Alfred wants friends. Despite his crippling social phobias and PTSD, he's trying to make some.

Alfred wants friends in his life, but the heavy psychic constraints of PTSD, OCD, and social anxiety keep him from easily reaching out to others. On the occasions when he tries to make a connection with someone new, he often starts by telling the story of his childhood traumas, in a mournful monologue that can make a listener feel as isolated in his company as he probably feels when he’s by himself.

Once he heard on the radio that the way to make friends is to ask people about themselves. The next day over coffee he asked me question after question about my childhood, and then proudly announced that a radio commentator had taught him this conversational technique. I don’t know if he’s tried it on other people.

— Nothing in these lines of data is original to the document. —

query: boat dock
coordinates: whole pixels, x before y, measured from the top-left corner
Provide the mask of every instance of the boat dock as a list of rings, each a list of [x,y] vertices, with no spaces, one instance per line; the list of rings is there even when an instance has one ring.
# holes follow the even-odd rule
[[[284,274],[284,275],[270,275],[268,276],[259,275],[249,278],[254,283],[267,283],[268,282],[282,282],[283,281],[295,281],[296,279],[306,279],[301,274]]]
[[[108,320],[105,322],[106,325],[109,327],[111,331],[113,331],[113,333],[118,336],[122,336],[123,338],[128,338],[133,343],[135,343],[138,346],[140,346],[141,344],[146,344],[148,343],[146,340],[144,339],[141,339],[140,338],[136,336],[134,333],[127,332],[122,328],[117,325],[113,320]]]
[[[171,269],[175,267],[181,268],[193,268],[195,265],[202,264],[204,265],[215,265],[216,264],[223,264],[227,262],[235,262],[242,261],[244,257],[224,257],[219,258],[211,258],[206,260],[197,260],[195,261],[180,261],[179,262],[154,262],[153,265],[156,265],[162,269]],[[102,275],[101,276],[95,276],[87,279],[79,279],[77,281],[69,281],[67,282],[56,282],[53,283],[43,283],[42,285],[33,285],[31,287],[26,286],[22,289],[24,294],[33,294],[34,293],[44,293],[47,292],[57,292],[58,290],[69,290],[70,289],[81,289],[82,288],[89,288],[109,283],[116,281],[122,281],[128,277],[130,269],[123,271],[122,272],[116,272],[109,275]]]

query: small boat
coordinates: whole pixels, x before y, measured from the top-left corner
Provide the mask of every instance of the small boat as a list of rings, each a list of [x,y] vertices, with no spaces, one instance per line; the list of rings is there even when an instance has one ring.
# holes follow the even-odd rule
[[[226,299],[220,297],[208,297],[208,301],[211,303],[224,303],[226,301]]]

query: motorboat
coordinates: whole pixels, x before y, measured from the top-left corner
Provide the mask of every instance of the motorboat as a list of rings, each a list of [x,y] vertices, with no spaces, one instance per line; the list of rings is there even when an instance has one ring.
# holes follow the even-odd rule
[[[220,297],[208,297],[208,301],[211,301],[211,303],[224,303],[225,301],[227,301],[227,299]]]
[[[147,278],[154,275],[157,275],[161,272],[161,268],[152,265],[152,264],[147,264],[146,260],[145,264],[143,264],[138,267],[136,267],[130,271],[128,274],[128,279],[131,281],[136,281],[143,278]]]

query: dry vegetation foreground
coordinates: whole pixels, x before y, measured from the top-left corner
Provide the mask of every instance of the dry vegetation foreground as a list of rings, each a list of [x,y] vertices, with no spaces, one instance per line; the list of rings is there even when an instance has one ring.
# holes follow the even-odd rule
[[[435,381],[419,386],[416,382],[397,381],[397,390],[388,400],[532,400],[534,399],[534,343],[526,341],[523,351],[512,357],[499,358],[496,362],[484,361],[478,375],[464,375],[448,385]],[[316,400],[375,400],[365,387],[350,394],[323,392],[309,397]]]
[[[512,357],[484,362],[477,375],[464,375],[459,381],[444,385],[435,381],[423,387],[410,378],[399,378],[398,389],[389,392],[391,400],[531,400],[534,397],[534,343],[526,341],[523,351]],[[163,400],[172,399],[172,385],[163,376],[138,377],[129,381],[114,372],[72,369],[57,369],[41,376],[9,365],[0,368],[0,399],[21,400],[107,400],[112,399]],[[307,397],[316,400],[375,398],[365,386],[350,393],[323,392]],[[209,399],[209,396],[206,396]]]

Last spring he reported that nobody sat beside him on the senior citizen bus tour to the tulip fields in bloom. On such outings he’s used to riding next to an empty seat.

Still, he's been trying hard lately. For instance, he's been participating more in the activities of his neighbors in the apartment building where he lives. Residents are planning a communal garden, and Alfred has offered them the expertise and the passion for terraced plantings that he developed in a brief long-ago job with a landscaper. But just his luck: The property around the building is flat.

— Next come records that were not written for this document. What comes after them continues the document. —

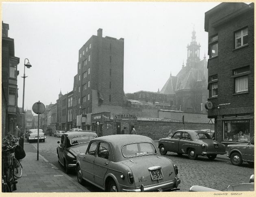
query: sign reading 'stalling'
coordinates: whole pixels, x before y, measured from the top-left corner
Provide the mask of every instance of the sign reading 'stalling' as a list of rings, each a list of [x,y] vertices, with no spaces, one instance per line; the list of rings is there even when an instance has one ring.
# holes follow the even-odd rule
[[[137,120],[138,118],[138,114],[113,114],[114,120],[121,120],[121,119],[130,119]]]

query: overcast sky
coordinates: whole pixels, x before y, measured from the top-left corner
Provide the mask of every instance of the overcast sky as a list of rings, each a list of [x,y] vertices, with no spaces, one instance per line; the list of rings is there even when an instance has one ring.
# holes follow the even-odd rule
[[[219,2],[3,3],[2,20],[14,39],[18,65],[18,105],[22,107],[24,61],[25,108],[40,100],[55,103],[61,90],[73,89],[78,50],[103,29],[103,36],[124,39],[124,91],[156,92],[176,76],[187,58],[193,28],[208,51],[204,13]]]

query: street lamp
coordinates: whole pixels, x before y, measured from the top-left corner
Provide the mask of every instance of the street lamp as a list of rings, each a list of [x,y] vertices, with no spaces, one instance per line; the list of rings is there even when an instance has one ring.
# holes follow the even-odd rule
[[[26,60],[27,60],[28,61],[28,63],[26,64]],[[31,66],[31,65],[30,64],[30,63],[29,63],[29,60],[28,60],[28,59],[26,58],[24,60],[24,74],[23,75],[23,76],[22,77],[22,78],[23,78],[23,100],[22,100],[22,113],[24,115],[24,117],[23,117],[23,132],[24,132],[24,133],[25,133],[25,132],[26,132],[25,130],[25,112],[24,111],[24,95],[25,94],[25,78],[26,77],[27,77],[28,76],[25,76],[25,67],[26,67],[27,68],[30,68],[30,67],[31,67],[32,66]]]

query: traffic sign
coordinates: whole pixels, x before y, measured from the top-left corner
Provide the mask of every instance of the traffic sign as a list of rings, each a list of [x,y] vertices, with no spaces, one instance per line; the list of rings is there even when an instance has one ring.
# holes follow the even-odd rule
[[[211,118],[210,119],[210,121],[209,121],[209,122],[208,123],[208,124],[213,124],[213,121],[212,120],[212,119]]]

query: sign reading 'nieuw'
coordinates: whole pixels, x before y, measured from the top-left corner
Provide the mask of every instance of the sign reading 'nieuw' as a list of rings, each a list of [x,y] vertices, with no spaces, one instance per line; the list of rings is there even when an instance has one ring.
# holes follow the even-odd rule
[[[114,120],[120,120],[121,119],[137,120],[138,118],[138,115],[135,114],[113,114],[113,118]]]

"They don't want terraces," Alfred growled a few weeks ago. (To protect "Alfred's" privacy I've changed the nature of the project.) “Nobody listens to me," he said. "They think I’m their enemy, when I’m only telling them why they’re wrong.”

I floated the concepts of tact and timing and compromise, and his eyes lit up: “Maybe if I tell the chairman I want to help him, things will go better,” he said. But Alfred can’t seem to hold on to his own best advice. By the end of our coffee hour he’d talked himself back around to the plan of standing up at the next meeting to tell everyone they’re wrong and he’s right.

During the second world war, Alfred and his family were sent to the Minidoka internment camp in Idaho for Japanese-Americans. Does this help explain who he is today? It's hard to know. People are such mysteries.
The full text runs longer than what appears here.